When oil companies first started exploring the North Sea, the world price of oil was no more than £1.20 a barrel, making it uncertain how much of the stuff could be sucked out of the seabed at a profit.

Storage added considerably to the cost. Storing oil offshore could cost far more than it was worth on the world market.

A working group at the Atomic Weapons Research Establishment, at Aldermaston, therefore proposed that the government undertake an 18 month study of the feasibility of using controlled nuclear explosions to blast huge cavities where the oil could be stored cheaply.

They reckoned they could have the project up and running by 1978, according to documents released this week by the Ministry of Defence after a Freedom of Information request. The explosions would have to be carried out under the sea, our experts noted, because “the urban character of much of Britain is not generally conducive to underground nuclear explosions on land and it is in the creation of oil storage beneath the seabed that the technology of peaceful nuclear explosions may be helpful in offshore oil development programmes.”

That was in August 1973. The Yum Kippur War came two months later and, by March 1974, the price of oil was around £5 a barrel. Extracting North Sea oil was suddenly so profitable that the idea of blasting Hiroshima-sized holes in the ocean bed was forgotten.

The lucky one

There is an interesting pub quiz fact in the same batch of documents released by the MoD. In how many years since the conclusion of the Second World War have no British soldiers been killed on active service? Answer: one.

(And for a bonus point, what year was it?*)

A shambling idiot?

It was a two years ago this month that “omnishambles” was declared by the Oxford English Dictionary to be the 2012 word of the year, after being deployed by Ed Miliband in Prime Ministers’ Questions.

Biteback Publishers has issued the collected blogs of Gordon Brown’s notorious former spin doctor, Damian McBride, under the title ‘Omnirambles’ – which is possibly the last use of that word before it morphs from a witticism to a cliché.

Having read most of the McBride blogs when they originally appeared, I was more taken with the footnotes, such as this belated piece of advice directed at Labour’s last Chief Secretary to the Treasury, Liam Byrne, who left a note saying “there’s no money left” for Philip Hammond, whom he wrongly assumed would be his Tory successor. “Even if you’re very popular and your staff buy you lots of champagne, don’t get lost in exuberance and leave a ‘comedic note’ on your desk for your potential successor,” McBride exhorts. “It won’t seem so funny when some gigantic shit like David Laws gets hold of it.”

Odds are, they’re wrong

The bookies Paddy Power have a team devoted to getting the company’s name in the newspapers by offering odds on impending political developments.

Just before Nick Clegg gave the leader’s speech at the Liberal Democrat conference last month, they issued a press release claiming there were rumours that the Deputy PM would use the occasion to announce his resignation.

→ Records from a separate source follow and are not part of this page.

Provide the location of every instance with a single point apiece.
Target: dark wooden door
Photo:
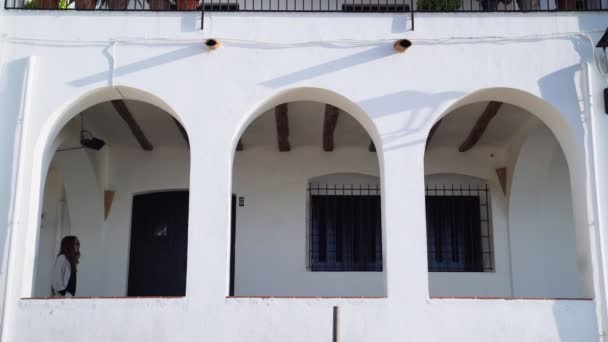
(159, 244)
(232, 245)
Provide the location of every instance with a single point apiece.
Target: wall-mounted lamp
(603, 42)
(87, 139)
(212, 44)
(402, 44)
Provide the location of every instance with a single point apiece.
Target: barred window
(345, 228)
(458, 229)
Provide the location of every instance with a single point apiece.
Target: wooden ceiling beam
(182, 131)
(480, 125)
(121, 108)
(282, 121)
(329, 127)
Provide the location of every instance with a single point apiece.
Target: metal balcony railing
(345, 6)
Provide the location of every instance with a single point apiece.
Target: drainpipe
(14, 207)
(595, 224)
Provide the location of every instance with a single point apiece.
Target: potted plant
(86, 4)
(438, 5)
(46, 4)
(187, 5)
(116, 5)
(159, 5)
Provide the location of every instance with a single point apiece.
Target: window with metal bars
(345, 229)
(458, 229)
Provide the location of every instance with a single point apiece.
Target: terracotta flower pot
(566, 5)
(118, 4)
(48, 4)
(159, 5)
(186, 5)
(86, 4)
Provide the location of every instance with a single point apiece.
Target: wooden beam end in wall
(432, 131)
(108, 198)
(502, 178)
(121, 108)
(282, 122)
(182, 131)
(329, 127)
(480, 125)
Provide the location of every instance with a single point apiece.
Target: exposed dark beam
(329, 127)
(280, 113)
(121, 108)
(501, 173)
(480, 126)
(182, 131)
(432, 131)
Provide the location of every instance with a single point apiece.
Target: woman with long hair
(64, 272)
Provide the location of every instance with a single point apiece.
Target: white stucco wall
(272, 227)
(271, 58)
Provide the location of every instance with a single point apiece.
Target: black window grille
(345, 228)
(458, 229)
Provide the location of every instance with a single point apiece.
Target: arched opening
(501, 215)
(118, 180)
(307, 217)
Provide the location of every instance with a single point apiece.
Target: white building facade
(246, 131)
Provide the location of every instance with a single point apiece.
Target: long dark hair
(67, 249)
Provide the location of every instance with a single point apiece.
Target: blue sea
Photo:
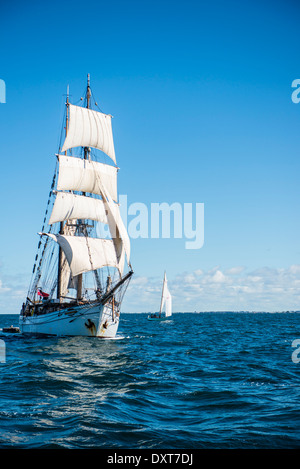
(198, 381)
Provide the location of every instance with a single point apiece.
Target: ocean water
(198, 381)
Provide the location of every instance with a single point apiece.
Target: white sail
(89, 128)
(166, 298)
(76, 174)
(116, 225)
(69, 206)
(86, 254)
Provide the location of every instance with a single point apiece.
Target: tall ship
(82, 266)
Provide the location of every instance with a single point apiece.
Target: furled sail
(76, 174)
(69, 206)
(89, 128)
(85, 254)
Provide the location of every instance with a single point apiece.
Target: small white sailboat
(166, 301)
(79, 274)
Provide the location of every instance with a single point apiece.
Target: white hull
(84, 320)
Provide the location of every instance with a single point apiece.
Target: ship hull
(82, 320)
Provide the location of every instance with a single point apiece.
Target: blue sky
(201, 98)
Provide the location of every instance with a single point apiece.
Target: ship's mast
(86, 156)
(61, 227)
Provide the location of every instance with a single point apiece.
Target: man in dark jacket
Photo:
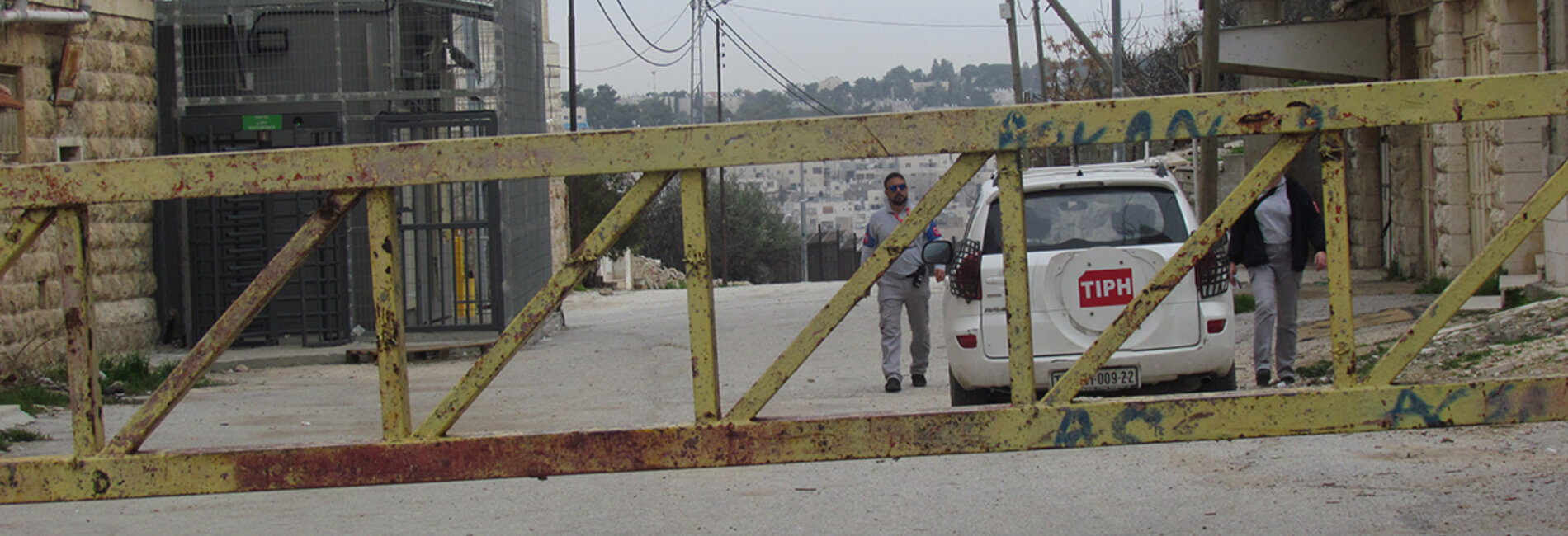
(1273, 238)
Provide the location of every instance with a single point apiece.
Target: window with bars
(10, 113)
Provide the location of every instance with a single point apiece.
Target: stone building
(1426, 200)
(82, 78)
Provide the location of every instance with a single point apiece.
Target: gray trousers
(1277, 289)
(894, 294)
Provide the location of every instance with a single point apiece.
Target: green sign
(262, 123)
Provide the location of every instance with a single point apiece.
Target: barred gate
(408, 452)
(451, 245)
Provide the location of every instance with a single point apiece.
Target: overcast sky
(815, 40)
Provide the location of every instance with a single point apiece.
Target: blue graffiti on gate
(1078, 428)
(1141, 127)
(1411, 405)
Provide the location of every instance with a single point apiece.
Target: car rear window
(1078, 219)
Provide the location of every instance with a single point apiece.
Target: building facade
(80, 85)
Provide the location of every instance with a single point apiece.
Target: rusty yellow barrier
(1357, 402)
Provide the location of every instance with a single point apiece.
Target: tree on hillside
(763, 245)
(592, 198)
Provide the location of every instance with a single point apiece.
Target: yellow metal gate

Wherever those rumours were flying, it was not at the conference venue in Glasgow, where the press release invoked derision.

Yesterday, Paddy Power went one better, with a press release that went out at 2.15pm pronouncing that Tim Farron and Jenny Willmott were the favourites to take Norman Baker’s old job at the Home Office – more than an hour after Nick Clegg had announced the post had been filled. Paddy Power blamed an email glitch.